Die im Gegensatz zur Spitzenmiete volatileren Durchschnittsmieten präsentieren sich vergleichsweise stabil und mit Ausnahme von Berlin, Hamburg und Essen auch über Vorjahresniveau. In allen von BNP Paribas Real Estate analysierten Märkten notieren die Durchschnittsmieten weiterhin auf einem im Langzeitvergleich weit überdurchschnittlichen Niveau. Unverändert wird die höchste Durchschnittsmiete für Berlin mit aktuell 28,80 €/m² registriert. Mit deutlichem Abstand rangieren Frankfurt (25,00 €/m²) und München (24,60 €/m²) auf den Plätzen. Über der 20-€-Marke notiert die Durchschnittsmiete auch in Düsseldorf (21,00 €/m²) und Hamburg (20,40 €/m²). Für Köln werden im Durchschnitt 18,90 €/m² registriert, für Leipzig 12,50 €/m² und für Essen 12,10 €/m².
Perspektiven
Die Rahmenbedingungen für die deutschen Büromärkte dürften in den kommenden Quartalen nur wenig Veränderung erfahren und vorerst durchaus herausfordernd bleiben. Anders als noch zu Jahresbeginn prognostiziert, verzögert sich der Konjunkturaufschwung, und die deutsche Wirtschaft sendet aktuell kaum Signale aus, die bereits jetzt auf eine sich nachhaltig beschleunigende Dynamik schließen lassen. Auch die Stimmung in den Führungsetagen hat sich – anders als noch im Winter erwartet – bis in den Frühsommer hinein nur leicht aufgehellt und wird immer wieder temporär gedämpft, wie die Ergebnisse des ifo Geschäftsklimaindex der vergangenen zwei Monate deutlich machen. Allerdings verdichten sich die Zeichen, die auf eine steigende gesamtwirtschaftliche Aktivität schließen lassen. Dazu zählt die von der EZB im Juni vorgenommene Leitzinssenkung, die mit großer Wahrscheinlichkeit der erste Schritt des Abstiegs vom Zinsplateau gewesen sein dürfte. Im Windschatten schrittweise sinkender Finanzierungskosten und einer sich im Jahr 2024 robust entwickelnden Weltwirtschaft dürfte die deutsche Wirtschaft zunehmend Wachstumskräfte entfalten. Die stark mit der BIP-Entwicklung korrelierende Büroflächennachfrage sollte in Konsequenz wieder anziehen – wenn auch, wie aus anderen Zyklen bekannt, mit zeitlicher Verzögerung.

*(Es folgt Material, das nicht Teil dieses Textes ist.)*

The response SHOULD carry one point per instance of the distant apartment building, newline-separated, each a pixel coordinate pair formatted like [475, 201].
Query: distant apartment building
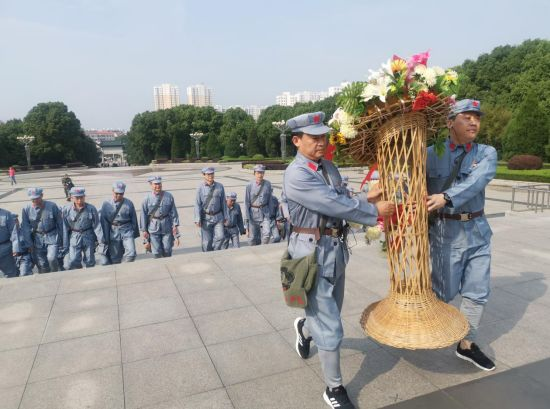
[199, 95]
[289, 99]
[166, 96]
[101, 135]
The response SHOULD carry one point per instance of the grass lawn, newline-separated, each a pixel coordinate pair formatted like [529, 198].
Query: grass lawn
[541, 175]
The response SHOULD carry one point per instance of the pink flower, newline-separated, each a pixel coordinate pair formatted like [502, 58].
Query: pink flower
[417, 59]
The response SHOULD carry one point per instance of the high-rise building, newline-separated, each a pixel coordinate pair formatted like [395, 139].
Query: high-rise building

„Wir gehen verhalten optimistisch in die zweite Jahreshälfte. Die Stabilität, welche die deutschen Büromärkte im vergangenen Halbjahr trotz des weiterhin fehlenden wirtschaftlichen Rückenwinds an den Tag gelegt haben, ist bemerkenswert, und die steigende Zahl an Großabschlüssen sendet ein gutes Signal in den Markt. Vieles deutet im aktuellen Marktumfeld darauf hin, dass die deutschen Büromärkte im Jahresverlauf 2024 die Talsohle beim Flächenumsatz durchschreiten und wir in den Folgemonaten mit wieder steigenden Flächenumsätzen in der Breite rechnen können. Gleichwohl ist es noch zu früh, bereits jetzt von einer sich nachhaltig beschleunigenden Marktentwicklung zu sprechen. Wir halten für 2024 trotz der noch widrigen Rahmenbedingungen ein Ergebnis moderat über Vorjahresniveau für realistisch. Auch der Trend steigender Spitzenmieten wird seine Fortsetzung finden“, fasst Marcus Zorn die Aussichten zusammen.